Note

ai-cost-optimization-research

◈ Obsidian Startup March 17, 2026

AI Cost Optimization — Research & Direction

Background: What We Built

We built an AI proxy / cost optimization MVP and submitted to YC.

YC result: Top 10% — but not selected or interviewed
What it did: API proxy layer to track business AI usage + semantic caching for local tools (Cursor, Claude Code)
The caching for local file paths was novel but: competitors can replicate it

Why YC Probably Passed

The core problem: no durable moat

We forked open-source repos and added a proxy layer
Good codebase, but gateway/proxy is a crowded layer
Any team can spin up the same stack in a weekend
YC wants to see "why can't the big cloud providers or OpenAI just do this?"

Competitive Landscape

API Gateway / Proxy Layer (crowded)

Company	What it does	Status
Portkey	Open-source LLM gateway — routing, caching, fallbacks	OSS + SaaS, well-funded
Martian	ML-based model router — routes to cheapest model that meets quality bar	$9M raised
RouteLLM	Open-source model routing (LMSYS research)	OSS, widely adopted
LiteLLM	Open-source unified LLM API with cost tracking	Very popular OSS
OpenRouter	API marketplace for 100+ models with routing	Growing fast
Helicone	LLM observability + cost analytics	Well-funded

Conclusion: The API proxy/gateway layer is commoditizing.
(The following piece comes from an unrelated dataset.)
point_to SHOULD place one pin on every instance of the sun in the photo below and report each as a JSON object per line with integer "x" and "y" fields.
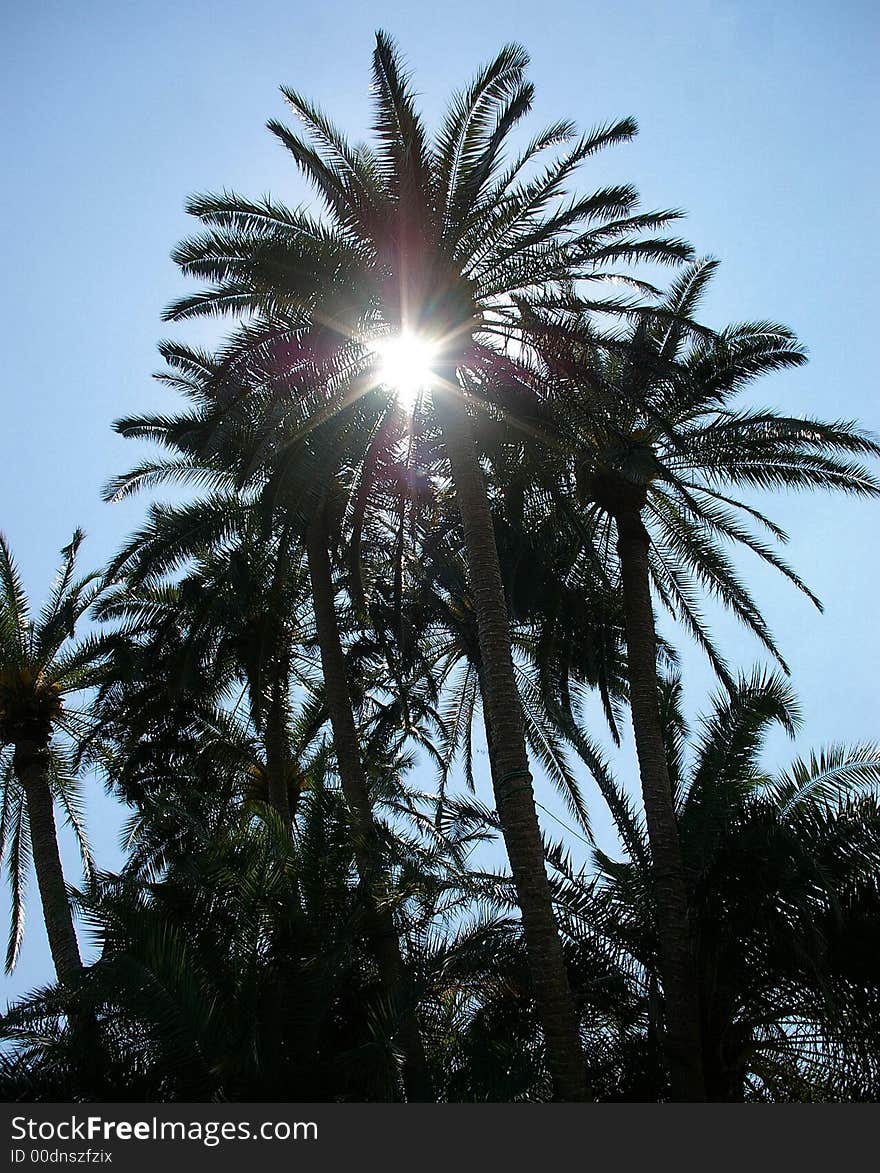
{"x": 405, "y": 365}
Hard to win here without massive distribution or being first.

The Real Opportunity: Go Deeper Than the API

The gateway is the wrong layer. The moat is at layers where systems knowledge matters — where you can't just fork a repo.

Direction 1: Agent Workflow Optimization ⭐

The problem: Multi-step agentic pipelines (LangGraph, CrewAI, AutoGen) are wasteful by design.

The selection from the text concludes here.